Когда церкви были готовы совещаться соборно, они признавали, каждая в другой, равным образом назначенную Святым Духом хранительницу святого наследия и руководствовались тем, что для принятия решений необходимо сотрудничество. Но равнозначностью церквей часто пренебрегали, потому что нередко церкви, по земным меркам (то есть число верующих или культурные, экономические или политические возможности, которыми располагали их иерархи), были неравносильны. Тогда церкви, которые мнили себя более могущественными, недальновидно предавали забвению то, что церкви, кажущиеся им более слабыми, равнозначны в дарованной Богом благодати. Вместо того чтобы начать с ними разговор, в котором и те могли бы высказать своё собственное мнение, «более сильная» церковь безусловно считала себя «mater et magistra» других церквей и просто-напросто навязывала другим то, что ей самой кажется правильным. Если тогда другие церкви не были готовы повиноваться, она очень легко использовала это как основание считать их раскольниками.
До расколов из-за «неповиновения» дошло очень скоро, как только выросло влияние императоров на внутрицерковную жизнь и их требования повсеместного применения формулировок вероисповедания Эфесского (431) и Халкидонского (451) соборов. Следствием этого явились расколы, разделившие древнюю Церковь на три большие части:
♦ церкви, которые признают вселенские соборы V в. и последующие вселенские соборы;
♦ дохалкидонские церкви, которые признают из вселенских соборов V в. лишь Эфесский, но не признают Халкидонского;
♦ доэфесские церкви, которые вовсе не признают вселенских соборов V в.
Предписанные в качестве законов империи богословские формулировки вселенских соборов служили имперской церкви мерой истинной церковности. Те местные церкви, которые их отклоняли, характеризовались как «раскольнические» или «еретические». Если хоть часть из них проявляла готовность к послушанию, не было препятствий принятию их в общение, потому что не было сомнения в продолжении существования благодатности «раскольнических» или «еретических» сообществ, несмотря на упрёк в «заблуждении».
Усилившаяся с XI в. и начавшая свою экспансию в греческий мир Западная Европа определяла меру истинной церковности признанием права Римского престола на руководство церковью; она считала всех, кто отвергал эту претензию, раскольниками. Но те греки, которые подчинялись притязаниям Римского престола на руководство, могли оставаться «греческими христианами»; латиняне включали их как «униатов» в собственные церковные структуры, где они или подчинялись непосредственно латинскому епископу, или им оставляли греческого епископа, который, со своей стороны, был подчинён латинскому иерарху в качестве викария.
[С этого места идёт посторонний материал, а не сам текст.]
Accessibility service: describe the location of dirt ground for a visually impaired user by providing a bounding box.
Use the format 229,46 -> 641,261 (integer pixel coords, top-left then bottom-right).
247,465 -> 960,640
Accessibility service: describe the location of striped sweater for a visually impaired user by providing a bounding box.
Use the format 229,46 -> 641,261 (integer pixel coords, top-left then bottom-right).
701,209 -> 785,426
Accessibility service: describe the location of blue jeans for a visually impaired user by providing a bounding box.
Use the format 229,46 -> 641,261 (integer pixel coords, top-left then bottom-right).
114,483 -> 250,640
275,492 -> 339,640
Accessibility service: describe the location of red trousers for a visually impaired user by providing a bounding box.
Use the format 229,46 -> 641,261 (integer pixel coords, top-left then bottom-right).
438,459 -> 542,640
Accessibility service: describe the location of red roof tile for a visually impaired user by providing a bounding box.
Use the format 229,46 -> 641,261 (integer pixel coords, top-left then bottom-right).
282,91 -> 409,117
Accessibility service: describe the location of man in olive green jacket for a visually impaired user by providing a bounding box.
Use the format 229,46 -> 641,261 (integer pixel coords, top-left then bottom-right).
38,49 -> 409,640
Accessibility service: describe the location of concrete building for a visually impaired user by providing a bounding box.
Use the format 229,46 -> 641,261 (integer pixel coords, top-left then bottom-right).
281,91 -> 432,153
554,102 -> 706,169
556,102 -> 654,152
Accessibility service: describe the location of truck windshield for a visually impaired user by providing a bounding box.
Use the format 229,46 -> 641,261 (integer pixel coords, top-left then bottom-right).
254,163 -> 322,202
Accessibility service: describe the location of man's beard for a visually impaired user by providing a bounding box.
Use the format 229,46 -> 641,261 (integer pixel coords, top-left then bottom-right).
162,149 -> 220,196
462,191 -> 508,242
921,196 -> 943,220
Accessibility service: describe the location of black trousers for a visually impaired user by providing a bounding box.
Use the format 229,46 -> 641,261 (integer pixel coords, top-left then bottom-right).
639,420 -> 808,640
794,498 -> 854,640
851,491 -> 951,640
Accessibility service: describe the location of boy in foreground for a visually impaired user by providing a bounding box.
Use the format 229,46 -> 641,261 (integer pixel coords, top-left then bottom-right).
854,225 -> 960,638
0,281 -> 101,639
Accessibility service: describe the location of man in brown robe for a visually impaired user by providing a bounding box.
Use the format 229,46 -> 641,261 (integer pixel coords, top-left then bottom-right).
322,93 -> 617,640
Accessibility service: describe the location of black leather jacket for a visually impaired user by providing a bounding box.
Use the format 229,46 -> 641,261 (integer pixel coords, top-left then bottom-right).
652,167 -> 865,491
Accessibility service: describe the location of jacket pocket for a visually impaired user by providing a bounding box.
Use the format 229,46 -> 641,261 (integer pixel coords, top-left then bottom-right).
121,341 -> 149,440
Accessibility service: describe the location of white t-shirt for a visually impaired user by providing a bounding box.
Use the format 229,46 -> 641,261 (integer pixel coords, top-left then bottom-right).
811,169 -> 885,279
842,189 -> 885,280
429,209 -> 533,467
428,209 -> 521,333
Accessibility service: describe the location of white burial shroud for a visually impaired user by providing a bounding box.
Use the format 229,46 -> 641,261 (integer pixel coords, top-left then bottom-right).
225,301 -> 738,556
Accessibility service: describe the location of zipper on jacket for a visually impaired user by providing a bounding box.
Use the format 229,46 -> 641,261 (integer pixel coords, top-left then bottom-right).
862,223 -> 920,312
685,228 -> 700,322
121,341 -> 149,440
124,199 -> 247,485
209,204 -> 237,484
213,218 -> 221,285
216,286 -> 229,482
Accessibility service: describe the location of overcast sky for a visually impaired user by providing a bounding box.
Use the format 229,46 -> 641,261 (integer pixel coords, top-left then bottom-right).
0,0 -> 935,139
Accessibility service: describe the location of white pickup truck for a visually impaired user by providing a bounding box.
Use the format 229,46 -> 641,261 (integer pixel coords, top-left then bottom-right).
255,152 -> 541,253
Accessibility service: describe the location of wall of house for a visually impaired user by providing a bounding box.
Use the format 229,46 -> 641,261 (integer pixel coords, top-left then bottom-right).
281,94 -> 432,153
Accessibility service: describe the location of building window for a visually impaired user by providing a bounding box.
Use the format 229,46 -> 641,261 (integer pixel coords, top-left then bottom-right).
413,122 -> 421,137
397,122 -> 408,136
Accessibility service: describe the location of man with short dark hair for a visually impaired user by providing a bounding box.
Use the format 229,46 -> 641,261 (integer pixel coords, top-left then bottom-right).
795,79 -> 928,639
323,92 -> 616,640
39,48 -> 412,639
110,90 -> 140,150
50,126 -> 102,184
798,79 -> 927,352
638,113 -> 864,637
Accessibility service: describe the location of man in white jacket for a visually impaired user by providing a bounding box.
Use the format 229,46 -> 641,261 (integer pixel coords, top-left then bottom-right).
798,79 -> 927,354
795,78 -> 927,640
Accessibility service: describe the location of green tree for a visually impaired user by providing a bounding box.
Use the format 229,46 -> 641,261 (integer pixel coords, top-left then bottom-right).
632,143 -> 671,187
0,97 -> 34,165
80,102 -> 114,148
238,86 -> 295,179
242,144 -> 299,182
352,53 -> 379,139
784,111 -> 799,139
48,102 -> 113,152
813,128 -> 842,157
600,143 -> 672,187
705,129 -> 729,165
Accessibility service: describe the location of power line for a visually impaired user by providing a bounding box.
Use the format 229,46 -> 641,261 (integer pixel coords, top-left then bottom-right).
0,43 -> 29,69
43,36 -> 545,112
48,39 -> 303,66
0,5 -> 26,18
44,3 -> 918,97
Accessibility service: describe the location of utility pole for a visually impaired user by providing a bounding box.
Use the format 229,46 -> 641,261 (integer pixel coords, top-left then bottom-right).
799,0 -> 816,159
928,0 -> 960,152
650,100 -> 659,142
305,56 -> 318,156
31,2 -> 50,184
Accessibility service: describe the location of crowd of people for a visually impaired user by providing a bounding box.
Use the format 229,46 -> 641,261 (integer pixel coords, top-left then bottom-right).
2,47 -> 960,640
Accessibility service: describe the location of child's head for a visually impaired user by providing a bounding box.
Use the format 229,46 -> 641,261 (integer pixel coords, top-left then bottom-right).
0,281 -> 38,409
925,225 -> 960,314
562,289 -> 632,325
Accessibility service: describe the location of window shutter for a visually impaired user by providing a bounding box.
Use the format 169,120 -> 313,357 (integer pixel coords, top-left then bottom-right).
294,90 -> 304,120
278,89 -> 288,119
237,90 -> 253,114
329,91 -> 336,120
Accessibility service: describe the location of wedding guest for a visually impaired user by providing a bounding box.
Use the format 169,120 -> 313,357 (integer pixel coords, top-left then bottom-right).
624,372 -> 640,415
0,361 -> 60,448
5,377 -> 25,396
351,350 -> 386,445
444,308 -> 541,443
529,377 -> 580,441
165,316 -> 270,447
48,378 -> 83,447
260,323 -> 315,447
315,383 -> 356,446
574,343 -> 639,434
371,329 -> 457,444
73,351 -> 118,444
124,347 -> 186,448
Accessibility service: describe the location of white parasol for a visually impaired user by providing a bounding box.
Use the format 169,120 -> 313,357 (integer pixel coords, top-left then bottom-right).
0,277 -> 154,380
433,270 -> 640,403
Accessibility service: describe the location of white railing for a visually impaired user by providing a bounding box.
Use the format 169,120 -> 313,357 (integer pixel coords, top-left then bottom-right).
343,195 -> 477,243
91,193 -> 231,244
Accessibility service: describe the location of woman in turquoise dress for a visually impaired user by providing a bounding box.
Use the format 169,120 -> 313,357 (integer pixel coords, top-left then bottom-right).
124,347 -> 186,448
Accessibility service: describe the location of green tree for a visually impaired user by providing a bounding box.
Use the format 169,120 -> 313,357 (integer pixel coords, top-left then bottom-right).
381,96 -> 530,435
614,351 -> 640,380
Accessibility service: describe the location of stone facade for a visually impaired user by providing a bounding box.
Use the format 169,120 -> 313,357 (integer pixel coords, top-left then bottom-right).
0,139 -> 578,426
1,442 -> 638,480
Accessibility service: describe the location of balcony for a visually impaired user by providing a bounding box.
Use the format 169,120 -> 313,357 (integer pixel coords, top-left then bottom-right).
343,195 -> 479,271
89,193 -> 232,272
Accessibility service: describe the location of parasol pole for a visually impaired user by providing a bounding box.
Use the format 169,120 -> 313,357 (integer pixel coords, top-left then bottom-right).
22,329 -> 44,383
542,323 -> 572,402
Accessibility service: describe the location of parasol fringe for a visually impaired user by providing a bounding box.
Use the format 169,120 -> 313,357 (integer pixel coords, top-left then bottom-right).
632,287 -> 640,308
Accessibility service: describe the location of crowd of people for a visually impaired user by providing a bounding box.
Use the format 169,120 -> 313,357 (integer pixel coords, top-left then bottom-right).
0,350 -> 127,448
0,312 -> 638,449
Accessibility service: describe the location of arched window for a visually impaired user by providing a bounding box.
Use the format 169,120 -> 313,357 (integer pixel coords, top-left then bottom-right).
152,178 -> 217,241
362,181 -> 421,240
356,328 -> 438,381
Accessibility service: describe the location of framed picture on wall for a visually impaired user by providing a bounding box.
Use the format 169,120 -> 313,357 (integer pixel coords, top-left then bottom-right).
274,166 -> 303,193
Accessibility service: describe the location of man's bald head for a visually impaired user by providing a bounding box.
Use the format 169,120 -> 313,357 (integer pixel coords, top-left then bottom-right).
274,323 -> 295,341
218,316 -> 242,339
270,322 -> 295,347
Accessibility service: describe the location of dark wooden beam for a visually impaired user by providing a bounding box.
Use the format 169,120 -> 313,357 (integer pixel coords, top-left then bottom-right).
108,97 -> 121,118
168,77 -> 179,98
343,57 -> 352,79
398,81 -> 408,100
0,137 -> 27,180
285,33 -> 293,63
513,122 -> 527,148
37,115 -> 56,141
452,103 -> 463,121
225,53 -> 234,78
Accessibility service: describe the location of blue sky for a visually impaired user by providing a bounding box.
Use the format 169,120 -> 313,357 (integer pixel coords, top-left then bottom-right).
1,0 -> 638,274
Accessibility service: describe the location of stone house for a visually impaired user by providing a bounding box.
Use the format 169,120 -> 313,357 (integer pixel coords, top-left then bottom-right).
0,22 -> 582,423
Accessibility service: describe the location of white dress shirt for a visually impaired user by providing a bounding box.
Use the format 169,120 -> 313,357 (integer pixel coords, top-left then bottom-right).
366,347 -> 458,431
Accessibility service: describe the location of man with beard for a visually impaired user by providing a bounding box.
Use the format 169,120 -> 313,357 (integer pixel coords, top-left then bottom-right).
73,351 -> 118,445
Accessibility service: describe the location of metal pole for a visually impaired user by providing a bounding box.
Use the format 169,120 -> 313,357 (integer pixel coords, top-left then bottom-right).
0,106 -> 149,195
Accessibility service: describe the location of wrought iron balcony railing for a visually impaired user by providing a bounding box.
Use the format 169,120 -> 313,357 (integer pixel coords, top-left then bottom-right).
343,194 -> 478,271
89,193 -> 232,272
Когда иезуиты в ходе европейской колониальной экспансии вошли в соприкосновение с древними восточными церквами, они находили расхождения их наследия с латинской традицией и порицали их столь же жёстко, как некогда имперская церковь — противников соборов. Но как в случае с греками, так и в случае с древними восточными церквами, Западная Европа относилась к жёстко порицаемым сообществам как к истинным церквам; у греков, которые считались «раскольниками», и у «христиан св. Фомы», и у эфиопов, обычаи которых считались «испорченными», а учение которых подозревалось в «ереси», западноевропейские иерархи безоговорочно исполняли епископскую службу, если только к ним относились с «послушанием».
Когда в процессе турецкой экспансии там и тут латинские христиане и христиане-униаты были лишены своих церковных руководителей, тогда и греческие епископы могли «расширять» свою юрисдикцию и увеличивать число «послушных» верующих за счет до сих пор считавшихся, с их точки зрения, «находившимися в расколе» христиан.